L’album della maturità arriva però nel 1988, con “The Serpent’s Egg”. Al confine tra il nascente “ambient gothic”, la più antica tradizione folk europea e la musica medievale, l’opera è all’insegna di una spiritualità allucinata, di un misticismo ancestrale che si traduce in arrangiamenti scarni e austeri. L’iniziale “The Host Of Seraphim”, è forse il capolavoro personale di Gerrard; ma spiccano anche pezzi come “Mother Tongue”, fantasioso collage di world-music tribale e rituale, e la fiaba magica di “The Writing On My Father’s Hand”. Perry invece centra quelle che forse sono le sue ballate esistenziali più belle di sempre, a partire da quello strepitoso incantesimo che è “Severance” (anni dopo splendidamente re-interpretata dai Bauhaus, fino al desolato esistenzialismo di “In The Kingdom Of Blind” e alla sognante, quasi irreale, ballata folk di “Ullyses”.

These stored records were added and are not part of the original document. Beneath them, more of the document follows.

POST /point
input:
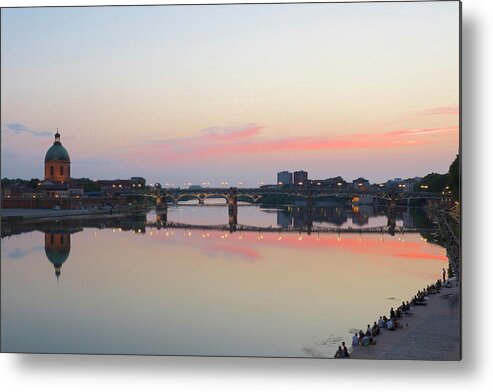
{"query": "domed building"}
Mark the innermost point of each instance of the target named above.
(57, 162)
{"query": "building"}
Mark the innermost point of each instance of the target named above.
(300, 177)
(284, 178)
(138, 181)
(57, 162)
(57, 182)
(361, 184)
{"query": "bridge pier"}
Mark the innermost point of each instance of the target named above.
(309, 212)
(391, 222)
(232, 209)
(161, 204)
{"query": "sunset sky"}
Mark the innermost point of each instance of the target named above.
(181, 94)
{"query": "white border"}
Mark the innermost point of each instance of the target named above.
(85, 373)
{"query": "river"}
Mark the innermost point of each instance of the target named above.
(131, 288)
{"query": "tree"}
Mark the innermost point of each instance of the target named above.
(454, 178)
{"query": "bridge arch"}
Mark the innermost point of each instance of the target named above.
(215, 196)
(251, 198)
(187, 196)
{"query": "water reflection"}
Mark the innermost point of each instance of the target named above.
(57, 247)
(160, 290)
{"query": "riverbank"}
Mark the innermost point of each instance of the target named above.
(433, 332)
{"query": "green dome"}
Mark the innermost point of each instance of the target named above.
(57, 153)
(57, 257)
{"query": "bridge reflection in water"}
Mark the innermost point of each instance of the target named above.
(231, 196)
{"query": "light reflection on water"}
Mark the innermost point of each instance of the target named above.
(199, 292)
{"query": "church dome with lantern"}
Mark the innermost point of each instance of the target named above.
(57, 162)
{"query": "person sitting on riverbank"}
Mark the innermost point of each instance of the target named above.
(345, 352)
(368, 340)
(397, 324)
(361, 336)
(375, 330)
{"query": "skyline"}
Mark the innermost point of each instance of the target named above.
(233, 93)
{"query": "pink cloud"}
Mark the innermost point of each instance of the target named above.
(442, 110)
(247, 139)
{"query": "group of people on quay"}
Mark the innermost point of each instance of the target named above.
(394, 321)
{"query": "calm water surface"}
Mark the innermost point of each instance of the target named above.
(179, 292)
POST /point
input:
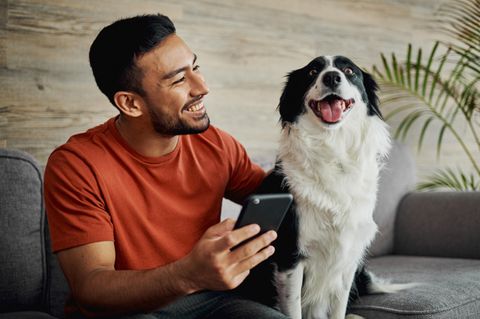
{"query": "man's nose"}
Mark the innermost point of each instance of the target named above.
(332, 79)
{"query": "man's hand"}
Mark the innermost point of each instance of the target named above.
(213, 265)
(100, 289)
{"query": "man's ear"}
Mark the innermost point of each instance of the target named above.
(129, 103)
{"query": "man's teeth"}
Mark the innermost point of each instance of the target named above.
(195, 107)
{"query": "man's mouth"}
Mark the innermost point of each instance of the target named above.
(331, 108)
(195, 107)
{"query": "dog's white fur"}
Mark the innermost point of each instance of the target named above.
(332, 171)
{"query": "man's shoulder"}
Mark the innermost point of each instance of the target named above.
(216, 136)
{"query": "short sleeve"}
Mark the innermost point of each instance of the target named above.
(74, 203)
(245, 176)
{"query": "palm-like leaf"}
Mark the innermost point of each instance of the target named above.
(444, 89)
(448, 178)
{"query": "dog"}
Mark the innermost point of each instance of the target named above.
(332, 146)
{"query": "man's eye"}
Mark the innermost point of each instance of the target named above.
(179, 80)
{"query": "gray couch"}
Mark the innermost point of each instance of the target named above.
(432, 238)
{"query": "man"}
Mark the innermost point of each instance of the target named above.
(134, 204)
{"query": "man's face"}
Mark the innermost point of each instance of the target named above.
(174, 88)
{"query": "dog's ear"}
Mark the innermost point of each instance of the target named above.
(291, 103)
(371, 88)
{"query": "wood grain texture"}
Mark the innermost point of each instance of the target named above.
(245, 49)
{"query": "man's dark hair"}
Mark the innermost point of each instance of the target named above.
(116, 48)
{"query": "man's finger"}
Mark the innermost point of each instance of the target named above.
(253, 261)
(221, 228)
(231, 239)
(253, 247)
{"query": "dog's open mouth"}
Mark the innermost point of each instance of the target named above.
(331, 108)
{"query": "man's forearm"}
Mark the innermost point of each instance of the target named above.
(111, 292)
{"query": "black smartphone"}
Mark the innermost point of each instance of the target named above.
(266, 210)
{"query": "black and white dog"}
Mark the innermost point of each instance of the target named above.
(331, 149)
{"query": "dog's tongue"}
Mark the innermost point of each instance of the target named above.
(331, 110)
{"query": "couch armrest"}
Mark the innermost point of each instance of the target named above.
(443, 224)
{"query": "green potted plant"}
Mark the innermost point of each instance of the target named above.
(441, 86)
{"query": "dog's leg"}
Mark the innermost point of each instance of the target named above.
(340, 301)
(289, 289)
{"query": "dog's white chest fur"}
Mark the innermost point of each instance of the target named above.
(333, 178)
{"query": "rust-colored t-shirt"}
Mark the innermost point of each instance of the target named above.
(97, 188)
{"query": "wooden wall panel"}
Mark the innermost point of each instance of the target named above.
(245, 49)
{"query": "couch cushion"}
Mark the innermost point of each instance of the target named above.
(26, 315)
(450, 289)
(397, 178)
(22, 253)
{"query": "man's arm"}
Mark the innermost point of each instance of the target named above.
(99, 289)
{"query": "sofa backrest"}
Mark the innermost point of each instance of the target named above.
(30, 277)
(23, 274)
(397, 178)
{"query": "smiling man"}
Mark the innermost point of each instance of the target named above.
(134, 204)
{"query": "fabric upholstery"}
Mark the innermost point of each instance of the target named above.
(22, 253)
(449, 288)
(445, 224)
(26, 315)
(397, 178)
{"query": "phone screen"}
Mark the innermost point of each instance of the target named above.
(266, 210)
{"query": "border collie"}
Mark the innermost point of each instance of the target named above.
(331, 149)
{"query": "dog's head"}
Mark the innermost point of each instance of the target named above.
(328, 90)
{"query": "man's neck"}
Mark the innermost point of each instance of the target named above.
(145, 142)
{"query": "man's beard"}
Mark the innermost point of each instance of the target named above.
(167, 125)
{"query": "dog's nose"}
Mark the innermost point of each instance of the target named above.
(332, 79)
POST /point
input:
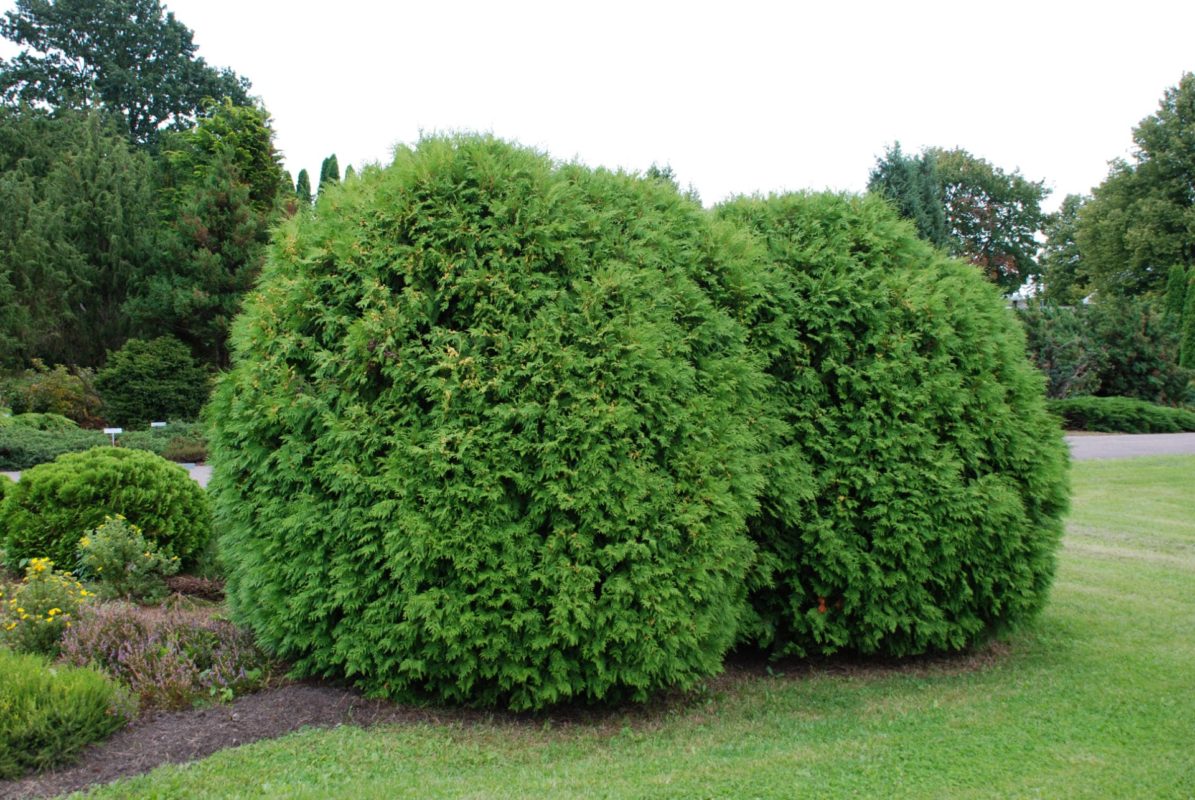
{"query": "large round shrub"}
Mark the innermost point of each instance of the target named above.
(51, 506)
(154, 379)
(486, 438)
(915, 501)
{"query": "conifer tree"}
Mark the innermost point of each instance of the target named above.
(329, 172)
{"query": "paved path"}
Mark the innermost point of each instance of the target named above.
(202, 474)
(1127, 445)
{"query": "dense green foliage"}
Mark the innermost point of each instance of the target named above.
(77, 234)
(54, 504)
(49, 713)
(1114, 348)
(1187, 325)
(329, 172)
(1141, 219)
(221, 190)
(57, 391)
(914, 505)
(488, 439)
(302, 188)
(130, 57)
(22, 446)
(912, 184)
(152, 380)
(969, 207)
(1121, 415)
(1094, 700)
(123, 563)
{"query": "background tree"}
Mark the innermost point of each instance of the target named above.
(911, 183)
(329, 172)
(1064, 279)
(978, 212)
(1187, 328)
(302, 187)
(77, 233)
(993, 217)
(221, 189)
(127, 56)
(1141, 219)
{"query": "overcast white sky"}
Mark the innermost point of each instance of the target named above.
(736, 97)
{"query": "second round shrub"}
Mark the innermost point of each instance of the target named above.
(915, 501)
(53, 505)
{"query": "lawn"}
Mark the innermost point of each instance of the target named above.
(1095, 700)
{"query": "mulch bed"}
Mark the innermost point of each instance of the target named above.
(177, 737)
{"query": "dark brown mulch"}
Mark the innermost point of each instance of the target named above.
(178, 737)
(207, 588)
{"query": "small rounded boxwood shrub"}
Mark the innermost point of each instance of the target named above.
(50, 712)
(486, 438)
(1121, 415)
(148, 380)
(53, 505)
(914, 504)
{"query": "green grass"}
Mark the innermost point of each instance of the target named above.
(1095, 700)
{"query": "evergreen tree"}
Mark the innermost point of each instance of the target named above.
(1176, 295)
(911, 184)
(1187, 343)
(222, 184)
(329, 172)
(75, 236)
(302, 187)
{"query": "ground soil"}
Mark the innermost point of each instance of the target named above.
(178, 737)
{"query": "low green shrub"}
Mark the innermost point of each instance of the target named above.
(49, 712)
(148, 380)
(488, 439)
(50, 507)
(41, 609)
(22, 446)
(41, 421)
(59, 390)
(914, 502)
(178, 441)
(170, 659)
(1121, 415)
(123, 563)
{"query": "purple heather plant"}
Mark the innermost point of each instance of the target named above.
(171, 658)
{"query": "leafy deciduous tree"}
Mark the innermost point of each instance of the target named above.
(1141, 219)
(130, 57)
(991, 217)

Splendidi sono anche i suoi testi, sempre forbiti e complessi, spesso ispirati a leggende popolari (è il caso di “Ullyses” o di “Xavier” dal precedente album). L’intesa tra i due è al culmine:
“Registriamo dischi perché abbiamo molti demoni da esorcizzare – raccontano – traiamo diletto dalla natura terapeutica del fare musica ed è attraverso questo godimento che vogliamo esprimere quella gioia e comunicarla alla gente. E la nostra fonte più grande di terapia, ed il nostro più grande mezzo di espressione”.
Seguiranno altri passaggi significativi, come l’album “Aion” (1990) – excursus medievale e rinascimentale suonato con strumenti d’epoca e cantato in lingue antiche, vero punto d’arrivo “concettuale” della loro ricerca, che presenta uno dei loro gioielli più splendenti, il delicato madrigale “The Promised Womb” – e “Into The Labyrinth” (1993).
Quest’ultimo è il risultato di una curiosa “preparazione”: Brendan Perry vive su un’isola in un fiume al confine tra Repubblica d’Irlanda e Irlanda Settentrionale; Lisa Gerrard vive nelle montagne dello Snow River in Australia.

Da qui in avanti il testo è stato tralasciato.